Whereas the false prophet told Israel that God will be with them when they get out of Babylon, the True God told His People that he is with them in exile – in the very personal place of their homes, marriages, gardens, and prayers. The comfort of our God in your present place of hurt is much the same. It is not dismissive, complacent, or apathetic – your continued excellence to your craft and contributions to your industry and community matter to our God! Instead, God offers deep hope to you that this is not the end of your story. He is present within you, around you, and through you even as you labor in the darkness, unsure of if any of this is successful or productive.

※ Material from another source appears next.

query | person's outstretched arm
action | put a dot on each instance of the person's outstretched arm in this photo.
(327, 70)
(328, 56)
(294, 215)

I don’t know when or if you’ll land the project. And, given that you consistently seek wise and honest feedback to grow personally and professionally, whether you do or not is much beyond your control. But, I do know that our God loves you deeply, and that status and identity precedes anything that you can possibly accomplish.
While so many professional, economic, and social factors remain beyond your control, God is inviting you to ordinary faithfulness within your realm of control – and that is not nothing. For the exiles in Babylon, that posture of faithfulness was everything.
That’s a hard posture – I can’t do that on my own. I will pray that God helps us both seek the good of the place and people to which He has sent us even as we are honest about the hurt and confusion about the lack of results.
George Macdonald wrote in “Diary of an Old Soul”:
“My prayers, my God, flow from what I am not;
I think thy answers make me what I am.
Like weary waves thought follows upon thought,
But the still depth beneath is all thine own,
And there thou mov’st in paths to us unknown.”
Keep being honest with our God about the pains you feel within and see around you. I am praying that you and I both can have the ears to hear what His answers are to us – through Scripture, trusted companions, and the weekly worship of the Church. God is at work in “paths to us unknown.” I pray that he strengthens you to see just a little bit more of His work, just a little bit more of what He’s doing through you in your work, and just a little bit more of how He is in control over all of our work even when we can’t feel it.
I’m proud of you and I admire what you’re doing.
We are Together in Christ,
Rh
The “Letters to a Friend” blog series is a series of encouragements rooted in biblical wisdom written specifically for those wrestling with challenges around work. Many of these challenges feel so visceral that we need something deeper than advice or explanations – something more like an encouraging letter from a friend. Our prayer is that these letters encourage you with wisdom from Scripture, reminding you that God is with you in this very place of challenge.
Perhaps one of these letters will encourage or equip you to write your own letter to a friend who needs this kind of encouragement right now.